FPI butterfly positions are structurally neutral / pin (limited-risk, limited-reward); the modeled P&L assumes European-style exercise at expiration and ignores early assignment, transaction costs, dividends paid before expiry on the stock leg (when present), and the bid-ask spread on the listed chain. FPI positions also carry Real Estate sector concentration risk; news flow inside the sector (peer earnings, regulatory shifts, supply-chain headlines) can move FPI alongside the broader basket even when FPI-specific fundamentals are unchanged. Always rebuild the position from current FPI chain quotes before placing a trade.
Frequently asked questions
- What is a butterfly on FPI?
- A butterfly on FPI is the butterfly strategy applied to FPI (stock). The strategy is structurally neutral / pin (limited-risk, limited-reward): A long call butterfly buys one lower-strike call, sells two ATM calls, and buys one higher-strike call, paying a small net debit for a defined-risk position that maxes out if the underlying pins the middle strike at expiration. With FPI stock trading near $9.68, the strikes shown on this page are snapped to the nearest listed FPI chain strike and the premiums come straight from the end-of-day bid/ask midpoint.

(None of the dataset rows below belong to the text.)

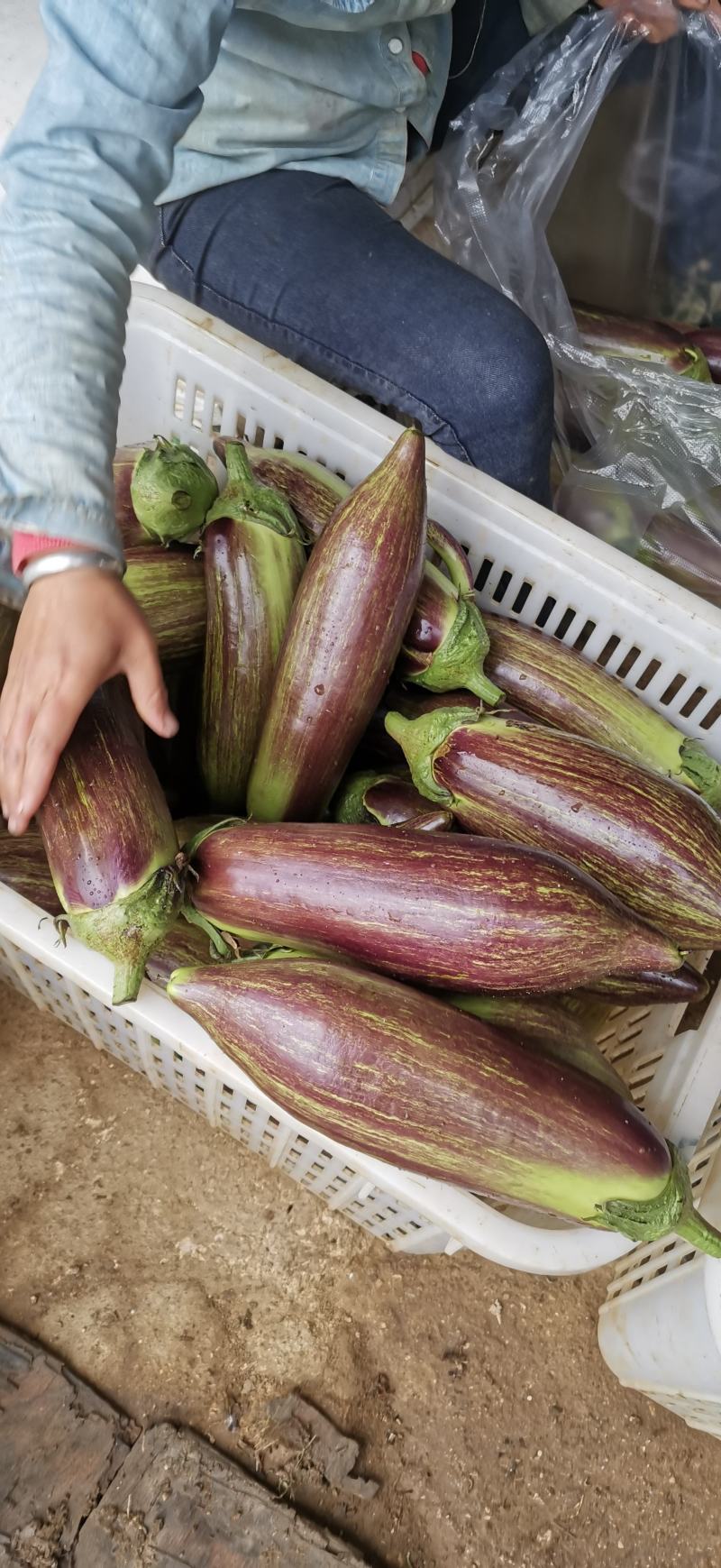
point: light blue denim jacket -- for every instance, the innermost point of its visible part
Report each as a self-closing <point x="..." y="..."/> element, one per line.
<point x="118" y="123"/>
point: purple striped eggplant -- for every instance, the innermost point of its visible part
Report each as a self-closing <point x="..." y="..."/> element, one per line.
<point x="557" y="684"/>
<point x="445" y="642"/>
<point x="254" y="562"/>
<point x="110" y="839"/>
<point x="389" y="802"/>
<point x="452" y="912"/>
<point x="649" y="840"/>
<point x="8" y="626"/>
<point x="684" y="986"/>
<point x="707" y="339"/>
<point x="312" y="491"/>
<point x="171" y="491"/>
<point x="23" y="867"/>
<point x="646" y="342"/>
<point x="544" y="1024"/>
<point x="405" y="1077"/>
<point x="343" y="637"/>
<point x="169" y="588"/>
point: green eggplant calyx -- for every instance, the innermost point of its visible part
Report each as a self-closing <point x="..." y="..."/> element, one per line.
<point x="420" y="738"/>
<point x="350" y="802"/>
<point x="453" y="558"/>
<point x="701" y="772"/>
<point x="190" y="848"/>
<point x="127" y="929"/>
<point x="245" y="492"/>
<point x="458" y="660"/>
<point x="223" y="946"/>
<point x="171" y="491"/>
<point x="671" y="1211"/>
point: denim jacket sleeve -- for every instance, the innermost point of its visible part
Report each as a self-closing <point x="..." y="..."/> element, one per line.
<point x="82" y="171"/>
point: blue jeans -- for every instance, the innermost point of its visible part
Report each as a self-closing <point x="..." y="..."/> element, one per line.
<point x="314" y="269"/>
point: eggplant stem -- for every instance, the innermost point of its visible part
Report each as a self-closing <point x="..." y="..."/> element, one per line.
<point x="222" y="943"/>
<point x="670" y="1213"/>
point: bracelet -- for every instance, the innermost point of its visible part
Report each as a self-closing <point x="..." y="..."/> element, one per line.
<point x="57" y="562"/>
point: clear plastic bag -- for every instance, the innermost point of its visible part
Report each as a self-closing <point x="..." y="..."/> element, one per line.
<point x="638" y="447"/>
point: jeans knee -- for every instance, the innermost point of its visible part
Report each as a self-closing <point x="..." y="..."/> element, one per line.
<point x="505" y="397"/>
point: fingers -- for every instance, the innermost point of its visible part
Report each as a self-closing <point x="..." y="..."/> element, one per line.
<point x="144" y="678"/>
<point x="50" y="729"/>
<point x="36" y="720"/>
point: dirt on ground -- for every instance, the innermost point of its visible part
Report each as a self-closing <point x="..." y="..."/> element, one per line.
<point x="190" y="1283"/>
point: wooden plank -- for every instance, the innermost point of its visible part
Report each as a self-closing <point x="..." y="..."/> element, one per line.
<point x="59" y="1447"/>
<point x="178" y="1501"/>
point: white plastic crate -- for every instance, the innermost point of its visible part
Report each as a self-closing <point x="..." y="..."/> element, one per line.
<point x="188" y="373"/>
<point x="661" y="1327"/>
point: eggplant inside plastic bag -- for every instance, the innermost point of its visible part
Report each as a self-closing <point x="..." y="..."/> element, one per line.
<point x="638" y="447"/>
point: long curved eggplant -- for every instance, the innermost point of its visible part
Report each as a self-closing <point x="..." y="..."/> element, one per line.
<point x="445" y="642"/>
<point x="685" y="985"/>
<point x="312" y="490"/>
<point x="546" y="1024"/>
<point x="169" y="588"/>
<point x="389" y="802"/>
<point x="23" y="867"/>
<point x="343" y="637"/>
<point x="110" y="839"/>
<point x="254" y="562"/>
<point x="557" y="684"/>
<point x="649" y="840"/>
<point x="8" y="626"/>
<point x="447" y="910"/>
<point x="405" y="1077"/>
<point x="707" y="339"/>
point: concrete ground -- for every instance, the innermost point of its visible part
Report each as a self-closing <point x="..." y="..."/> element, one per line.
<point x="187" y="1281"/>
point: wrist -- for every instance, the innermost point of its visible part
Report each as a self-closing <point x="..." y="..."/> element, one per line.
<point x="69" y="558"/>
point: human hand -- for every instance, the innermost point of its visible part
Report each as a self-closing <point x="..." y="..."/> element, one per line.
<point x="659" y="19"/>
<point x="76" y="630"/>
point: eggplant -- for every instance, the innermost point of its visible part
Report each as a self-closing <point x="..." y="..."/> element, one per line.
<point x="254" y="562"/>
<point x="171" y="491"/>
<point x="685" y="551"/>
<point x="312" y="491"/>
<point x="186" y="946"/>
<point x="8" y="626"/>
<point x="544" y="1024"/>
<point x="684" y="986"/>
<point x="23" y="867"/>
<point x="445" y="642"/>
<point x="377" y="747"/>
<point x="343" y="637"/>
<point x="649" y="840"/>
<point x="169" y="588"/>
<point x="452" y="912"/>
<point x="124" y="462"/>
<point x="110" y="839"/>
<point x="646" y="342"/>
<point x="389" y="802"/>
<point x="707" y="339"/>
<point x="557" y="684"/>
<point x="403" y="1077"/>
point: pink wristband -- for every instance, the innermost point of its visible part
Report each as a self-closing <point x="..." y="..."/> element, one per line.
<point x="29" y="545"/>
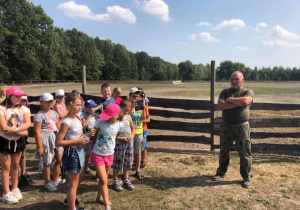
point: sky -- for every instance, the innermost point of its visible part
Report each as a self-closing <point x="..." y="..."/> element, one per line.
<point x="261" y="33"/>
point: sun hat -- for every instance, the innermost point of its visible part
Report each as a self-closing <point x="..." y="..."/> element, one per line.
<point x="14" y="90"/>
<point x="46" y="97"/>
<point x="24" y="97"/>
<point x="134" y="90"/>
<point x="59" y="93"/>
<point x="110" y="111"/>
<point x="90" y="104"/>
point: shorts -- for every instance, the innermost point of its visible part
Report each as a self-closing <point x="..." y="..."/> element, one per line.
<point x="88" y="148"/>
<point x="7" y="147"/>
<point x="123" y="157"/>
<point x="99" y="160"/>
<point x="70" y="160"/>
<point x="139" y="144"/>
<point x="145" y="133"/>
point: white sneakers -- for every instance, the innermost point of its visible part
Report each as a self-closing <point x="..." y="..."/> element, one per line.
<point x="50" y="186"/>
<point x="12" y="197"/>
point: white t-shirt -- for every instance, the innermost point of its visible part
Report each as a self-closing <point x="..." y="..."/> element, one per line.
<point x="106" y="138"/>
<point x="14" y="118"/>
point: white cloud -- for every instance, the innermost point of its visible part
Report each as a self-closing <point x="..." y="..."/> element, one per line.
<point x="203" y="24"/>
<point x="280" y="32"/>
<point x="241" y="48"/>
<point x="156" y="8"/>
<point x="234" y="24"/>
<point x="262" y="25"/>
<point x="113" y="13"/>
<point x="278" y="42"/>
<point x="205" y="37"/>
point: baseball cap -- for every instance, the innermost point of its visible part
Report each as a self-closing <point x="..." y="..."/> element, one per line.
<point x="24" y="97"/>
<point x="90" y="104"/>
<point x="110" y="111"/>
<point x="46" y="97"/>
<point x="59" y="92"/>
<point x="14" y="90"/>
<point x="134" y="90"/>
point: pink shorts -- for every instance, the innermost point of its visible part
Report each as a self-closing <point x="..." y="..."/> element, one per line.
<point x="99" y="160"/>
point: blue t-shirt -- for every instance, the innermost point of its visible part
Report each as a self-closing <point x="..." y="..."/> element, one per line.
<point x="105" y="102"/>
<point x="106" y="138"/>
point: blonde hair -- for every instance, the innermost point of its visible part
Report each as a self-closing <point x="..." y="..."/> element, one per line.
<point x="117" y="90"/>
<point x="3" y="88"/>
<point x="71" y="99"/>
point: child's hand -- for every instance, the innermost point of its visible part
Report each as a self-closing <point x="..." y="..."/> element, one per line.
<point x="82" y="141"/>
<point x="40" y="151"/>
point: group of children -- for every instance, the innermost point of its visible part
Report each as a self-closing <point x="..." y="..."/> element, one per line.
<point x="71" y="134"/>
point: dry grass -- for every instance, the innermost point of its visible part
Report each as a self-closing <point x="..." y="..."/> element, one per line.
<point x="178" y="176"/>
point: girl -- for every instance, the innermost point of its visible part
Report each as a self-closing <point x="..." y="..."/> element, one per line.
<point x="12" y="142"/>
<point x="124" y="148"/>
<point x="60" y="106"/>
<point x="46" y="125"/>
<point x="24" y="179"/>
<point x="73" y="156"/>
<point x="102" y="156"/>
<point x="116" y="95"/>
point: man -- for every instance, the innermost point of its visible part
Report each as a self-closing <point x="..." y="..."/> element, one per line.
<point x="235" y="103"/>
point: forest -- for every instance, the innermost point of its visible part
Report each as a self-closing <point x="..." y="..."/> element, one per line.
<point x="32" y="48"/>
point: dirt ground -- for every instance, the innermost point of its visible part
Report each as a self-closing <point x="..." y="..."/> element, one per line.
<point x="178" y="174"/>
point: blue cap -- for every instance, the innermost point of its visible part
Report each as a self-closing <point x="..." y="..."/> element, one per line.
<point x="90" y="104"/>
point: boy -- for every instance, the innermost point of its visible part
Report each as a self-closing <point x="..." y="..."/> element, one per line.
<point x="106" y="97"/>
<point x="137" y="117"/>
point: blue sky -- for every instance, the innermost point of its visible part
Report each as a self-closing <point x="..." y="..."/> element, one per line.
<point x="258" y="33"/>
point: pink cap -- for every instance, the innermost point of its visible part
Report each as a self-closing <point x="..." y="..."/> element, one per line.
<point x="14" y="90"/>
<point x="110" y="111"/>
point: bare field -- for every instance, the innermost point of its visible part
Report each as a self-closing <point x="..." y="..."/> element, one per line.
<point x="178" y="175"/>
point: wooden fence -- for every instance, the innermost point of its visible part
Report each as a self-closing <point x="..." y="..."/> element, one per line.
<point x="188" y="113"/>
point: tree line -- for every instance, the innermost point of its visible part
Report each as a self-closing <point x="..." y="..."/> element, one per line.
<point x="32" y="48"/>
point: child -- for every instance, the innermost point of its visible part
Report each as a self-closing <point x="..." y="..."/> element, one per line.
<point x="137" y="117"/>
<point x="24" y="179"/>
<point x="116" y="95"/>
<point x="124" y="148"/>
<point x="2" y="92"/>
<point x="89" y="119"/>
<point x="73" y="156"/>
<point x="102" y="156"/>
<point x="106" y="97"/>
<point x="145" y="129"/>
<point x="46" y="126"/>
<point x="60" y="106"/>
<point x="14" y="122"/>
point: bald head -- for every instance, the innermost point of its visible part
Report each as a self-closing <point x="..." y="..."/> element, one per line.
<point x="237" y="80"/>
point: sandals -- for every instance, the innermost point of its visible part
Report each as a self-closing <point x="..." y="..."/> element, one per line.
<point x="139" y="175"/>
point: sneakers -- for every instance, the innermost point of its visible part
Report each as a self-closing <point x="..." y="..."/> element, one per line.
<point x="117" y="186"/>
<point x="247" y="182"/>
<point x="9" y="198"/>
<point x="50" y="186"/>
<point x="101" y="201"/>
<point x="17" y="193"/>
<point x="218" y="177"/>
<point x="77" y="202"/>
<point x="90" y="172"/>
<point x="143" y="165"/>
<point x="127" y="184"/>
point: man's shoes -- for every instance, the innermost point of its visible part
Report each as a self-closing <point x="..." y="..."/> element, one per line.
<point x="218" y="177"/>
<point x="247" y="182"/>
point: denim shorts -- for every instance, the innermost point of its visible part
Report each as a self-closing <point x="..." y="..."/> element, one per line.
<point x="70" y="160"/>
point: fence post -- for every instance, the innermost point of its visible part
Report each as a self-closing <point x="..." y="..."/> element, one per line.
<point x="83" y="80"/>
<point x="212" y="104"/>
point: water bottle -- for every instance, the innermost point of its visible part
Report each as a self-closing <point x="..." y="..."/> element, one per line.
<point x="41" y="163"/>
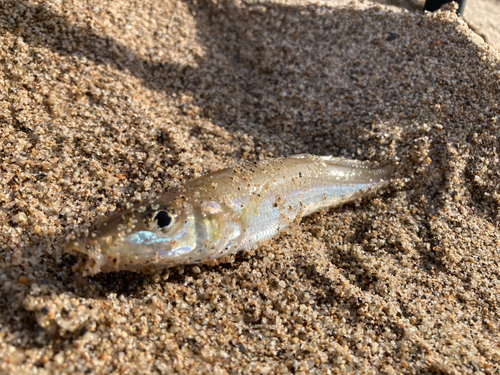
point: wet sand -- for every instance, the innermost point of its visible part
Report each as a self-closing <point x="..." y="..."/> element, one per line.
<point x="107" y="103"/>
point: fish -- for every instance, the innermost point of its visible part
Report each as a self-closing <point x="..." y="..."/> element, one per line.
<point x="224" y="212"/>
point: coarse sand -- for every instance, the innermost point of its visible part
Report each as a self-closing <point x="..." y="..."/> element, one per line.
<point x="106" y="102"/>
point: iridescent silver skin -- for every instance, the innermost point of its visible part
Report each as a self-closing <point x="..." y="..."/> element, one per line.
<point x="223" y="212"/>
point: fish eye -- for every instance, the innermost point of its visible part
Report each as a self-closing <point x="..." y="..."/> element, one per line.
<point x="163" y="219"/>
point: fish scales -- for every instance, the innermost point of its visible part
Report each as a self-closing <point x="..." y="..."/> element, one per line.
<point x="225" y="211"/>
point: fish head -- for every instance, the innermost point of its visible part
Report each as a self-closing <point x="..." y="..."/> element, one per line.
<point x="154" y="234"/>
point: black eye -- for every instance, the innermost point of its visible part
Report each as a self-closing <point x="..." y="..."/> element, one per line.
<point x="163" y="219"/>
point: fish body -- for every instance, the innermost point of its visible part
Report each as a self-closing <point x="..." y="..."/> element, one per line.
<point x="225" y="211"/>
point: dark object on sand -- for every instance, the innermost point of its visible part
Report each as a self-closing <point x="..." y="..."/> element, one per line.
<point x="433" y="5"/>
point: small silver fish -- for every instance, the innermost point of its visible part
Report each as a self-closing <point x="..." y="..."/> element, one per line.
<point x="223" y="212"/>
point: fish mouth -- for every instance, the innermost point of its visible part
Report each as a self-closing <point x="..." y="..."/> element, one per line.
<point x="91" y="257"/>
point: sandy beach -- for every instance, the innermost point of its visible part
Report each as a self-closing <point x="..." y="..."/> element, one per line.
<point x="105" y="103"/>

- How are FPI butterfly max profit and max loss calculated?
- Max profit equals the wing width minus net debit times 100 (reached when the underlying pins the middle strike); max loss equals the net debit times 100. Two breakevens at lower-wing plus debit and upper-wing minus debit. For the FPI butterfly priced from the end-of-day chain at a 30-day expiry (ATM IV 9.10%), the computed maximum profit is unbounded per contract and the computed maximum loss is unbounded per contract. Live intraday quotes will differ as the chain moves through the trading session.
- What is the breakeven for a FPI butterfly?
- The breakeven for the FPI butterfly priced on this page is no defined breakeven on the modeled curve at expiration, derived from end-of-day chain premiums. Breakeven is the underlying price at which the strategy's P&L crosses zero ignoring transaction costs and assignment risk. The current FPI market-implied 1-standard-deviation expected move is approximately 2.61%; if the move sits well outside the breakeven distance, the structure's risk-reward becomes correspondingly tighter.
- When should you consider a butterfly on FPI?
- Butterflies on FPI are pinning bets - traders use them when they expect FPI to settle near a specific level at expiration (often the prior close, a round number, or the max-pain strike) and want defined-risk exposure to that outcome.
- How does current FPI implied volatility affect this butterfly?
- FPI ATM IV is at 9.10% with IV rank near 2.09%, which is on the low end of its 1-year range. Premium-buying structures (long call, long put, debit spreads) are relatively cheap in this regime; premium-selling structures collect less credit per unit risk.